You will notice that only the last line in a cell gets printed out. If you want to see the values of previous expressions, you need to call **`print`** on that expression. Try adding **`print`** statements to some of the above expressions to get them to display.

## B. Data Types

In Python, all things have a type. In the above example, you saw saw __*integers*__ (positive and negative whole numbers) and __*strings*__ (sequences of characters, often thought of as words or sentences). 

We denote strings by surrounding the desired value with quotes: 
* For example, "Data Science" and "2017" are strings, while `bears` and `2020` (both without quotes) are not strings (`bears` without quotes would be interpreted as a variable). 

In addition to strings and integers, you'll also be using decimal numbers in Python, which are called __*floats*__ (positive and negative decimal numbers). 

You'll also often run into __*booleans*__. They can take on one of two values: `True` or `False`. Booleans are often used to check conditions; for example, we might have a list of dogs, and we want to sort them into small dogs and large dogs. One way we could accomplish this is to say either `True` or `False` for each dog after seeing if the dog weighs more than 15 pounds. 

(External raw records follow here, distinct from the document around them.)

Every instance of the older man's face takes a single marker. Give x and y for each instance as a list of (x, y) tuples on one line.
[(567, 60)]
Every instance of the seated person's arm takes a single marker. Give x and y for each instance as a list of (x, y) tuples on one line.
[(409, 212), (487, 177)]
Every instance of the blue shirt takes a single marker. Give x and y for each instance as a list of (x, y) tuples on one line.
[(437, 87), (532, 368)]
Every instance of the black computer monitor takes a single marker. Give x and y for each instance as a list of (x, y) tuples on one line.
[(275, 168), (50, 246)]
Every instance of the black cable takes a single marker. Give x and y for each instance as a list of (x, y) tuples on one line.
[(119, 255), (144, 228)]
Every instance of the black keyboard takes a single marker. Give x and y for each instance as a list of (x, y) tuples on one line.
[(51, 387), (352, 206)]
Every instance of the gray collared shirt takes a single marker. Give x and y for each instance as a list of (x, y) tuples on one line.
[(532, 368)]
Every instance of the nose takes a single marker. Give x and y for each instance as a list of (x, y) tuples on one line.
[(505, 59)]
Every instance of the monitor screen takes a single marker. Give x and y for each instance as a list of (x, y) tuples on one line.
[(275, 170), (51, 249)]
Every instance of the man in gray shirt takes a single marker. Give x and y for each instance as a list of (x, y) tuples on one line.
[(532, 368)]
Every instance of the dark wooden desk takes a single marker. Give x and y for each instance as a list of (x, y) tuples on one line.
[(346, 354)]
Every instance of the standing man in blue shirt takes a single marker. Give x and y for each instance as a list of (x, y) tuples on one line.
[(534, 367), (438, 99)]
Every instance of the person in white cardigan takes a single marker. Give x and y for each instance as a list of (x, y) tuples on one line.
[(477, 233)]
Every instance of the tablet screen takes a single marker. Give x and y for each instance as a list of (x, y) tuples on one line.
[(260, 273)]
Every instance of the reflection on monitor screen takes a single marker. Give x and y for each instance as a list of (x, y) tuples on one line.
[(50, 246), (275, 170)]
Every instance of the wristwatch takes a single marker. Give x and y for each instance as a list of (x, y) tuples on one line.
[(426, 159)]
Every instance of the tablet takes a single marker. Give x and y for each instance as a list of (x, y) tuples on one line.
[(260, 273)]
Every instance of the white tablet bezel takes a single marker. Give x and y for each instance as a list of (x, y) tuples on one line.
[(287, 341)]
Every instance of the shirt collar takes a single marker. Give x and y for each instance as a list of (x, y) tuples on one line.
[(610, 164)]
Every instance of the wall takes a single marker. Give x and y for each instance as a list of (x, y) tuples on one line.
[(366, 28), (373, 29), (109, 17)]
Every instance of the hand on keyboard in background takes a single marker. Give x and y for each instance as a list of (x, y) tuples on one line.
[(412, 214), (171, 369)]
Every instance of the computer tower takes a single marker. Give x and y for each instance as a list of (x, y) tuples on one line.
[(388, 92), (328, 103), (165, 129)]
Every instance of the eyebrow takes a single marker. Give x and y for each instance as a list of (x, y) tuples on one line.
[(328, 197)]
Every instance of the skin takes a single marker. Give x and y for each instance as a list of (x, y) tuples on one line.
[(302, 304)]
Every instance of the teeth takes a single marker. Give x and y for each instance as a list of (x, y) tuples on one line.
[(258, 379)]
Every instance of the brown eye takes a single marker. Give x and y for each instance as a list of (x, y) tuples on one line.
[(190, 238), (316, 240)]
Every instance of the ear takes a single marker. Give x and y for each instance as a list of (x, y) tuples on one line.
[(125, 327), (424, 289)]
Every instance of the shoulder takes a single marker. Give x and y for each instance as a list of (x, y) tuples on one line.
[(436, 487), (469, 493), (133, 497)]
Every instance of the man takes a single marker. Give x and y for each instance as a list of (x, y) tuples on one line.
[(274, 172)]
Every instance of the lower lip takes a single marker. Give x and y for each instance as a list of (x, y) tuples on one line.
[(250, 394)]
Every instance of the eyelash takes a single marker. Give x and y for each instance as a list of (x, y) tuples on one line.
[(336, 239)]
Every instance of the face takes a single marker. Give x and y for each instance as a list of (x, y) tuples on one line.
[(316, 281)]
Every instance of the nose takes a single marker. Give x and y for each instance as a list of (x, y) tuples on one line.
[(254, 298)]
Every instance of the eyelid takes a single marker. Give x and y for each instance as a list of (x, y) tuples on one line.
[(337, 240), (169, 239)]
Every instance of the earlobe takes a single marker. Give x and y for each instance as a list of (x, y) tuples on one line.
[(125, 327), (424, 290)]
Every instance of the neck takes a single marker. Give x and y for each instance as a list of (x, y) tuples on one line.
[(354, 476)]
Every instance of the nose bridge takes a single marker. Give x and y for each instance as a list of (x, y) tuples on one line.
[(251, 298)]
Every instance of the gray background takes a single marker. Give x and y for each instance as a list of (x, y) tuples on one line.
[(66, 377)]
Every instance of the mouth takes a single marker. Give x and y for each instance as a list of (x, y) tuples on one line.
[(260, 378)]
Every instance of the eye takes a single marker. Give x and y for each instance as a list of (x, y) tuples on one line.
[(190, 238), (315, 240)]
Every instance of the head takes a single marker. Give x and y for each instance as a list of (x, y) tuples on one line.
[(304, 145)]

We'll soon be going over additional data types. Below is a table that summarizes the information in this section:

|Variable Type|Definition|Examples|
|-|-|-|
|Integer|Positive and negative whole numbers|`42`, `-10`, `0`|
|Float|Positive and negative decimal numbers|`73.9`, `2.4`, `0.0`|
|String|Sequence of characters|`"Go Bears!"`, `"variables"`|
|Boolean|True or false value|`True`, `False`|


## C. Variables
In the example below, __`a`__ and __`b`__ are Python objects known as __variables__. 

We are giving an object (in this case, an `integer` and a `float`, two Python data types) a name that we can store for later use. To use that value, we can simply type the name that we stored the value as. 

Variables are stored within the notebook's environment, meaning stored variable values carry over from cell to cell.

In [None]:
# assign values to "a" and "b"
a = 4
b = 10/5

# Notice that "a" retains its value.
print(a)

In [None]:
# add variables "a" and "b"
a + b

### Question 1: Variables
Let's see if we can write a series of expressions that creates two new variables called __x__ and __y__ and assigns them values of __10.5__ and __7.2__. Then assign their product to the variable __combo__ and print it.

In [None]:
# Fill in the missing lines to complete the expressions.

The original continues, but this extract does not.